While this article helps lay the dynamics of socioeconomic inequalities in the institutionally heterogeneous and hierarchical postsecondary system in the United States bare, it does not specifically address the theoretical gatekeeping behaviors driving observed socioeconomic differences in institutional reach. This is an important area for future research since extant evidence suggests that such gatekeeping behaviors are practiced by institutions and/or students. For example, research notes the important role institutions and their agents play in selecting applicants and shaping stark socioeconomic inequalities in selective college and university attendance (e.g., Alon, 2009; Karabel, 2005; Stevens, 2007). But, research also notes the importance of student behaviors in shaping stark socioeconomic inequalities with important noted differences in coursework and college application (Gabay-Egozi et al., 2010; Radford 2013). The models presented in this article can obviously be used to evaluate such institutional and individual behaviors that drive observed socioeconomic differences and extend and refine the notion of “gatekeeping” behaviors. In distinguishing between institutional and individual student or parent behaviors, one can devise better policy interventions. To the extent that institutional behaviors are an important part of the socioeconomic inequality story, policies aimed at limiting such behaviors and practices will be useful. To the extent that student and parent behaviors are more important, policies should duly shift focus.

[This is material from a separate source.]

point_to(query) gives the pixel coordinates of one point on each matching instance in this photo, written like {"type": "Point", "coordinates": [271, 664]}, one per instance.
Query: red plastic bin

One could also extend the models presented here to include much earlier academic antecedents of students’ postsecondary careers such as middle school and high school grades and courses. This specification would provide an important link between Lucas’s (2001) work on secondary school course taking and tracking and this and earlier research on socioeconomic inequalities at college entry and across the postsecondary career. It would answer growing questions about the connections across the educational career, not only in the social stratification literature but in education policy circles and in the economic and psychology literatures as well (Cunha, Heckman, & Schennach, 2010; National Center for Public Policy and Higher Education, 2004).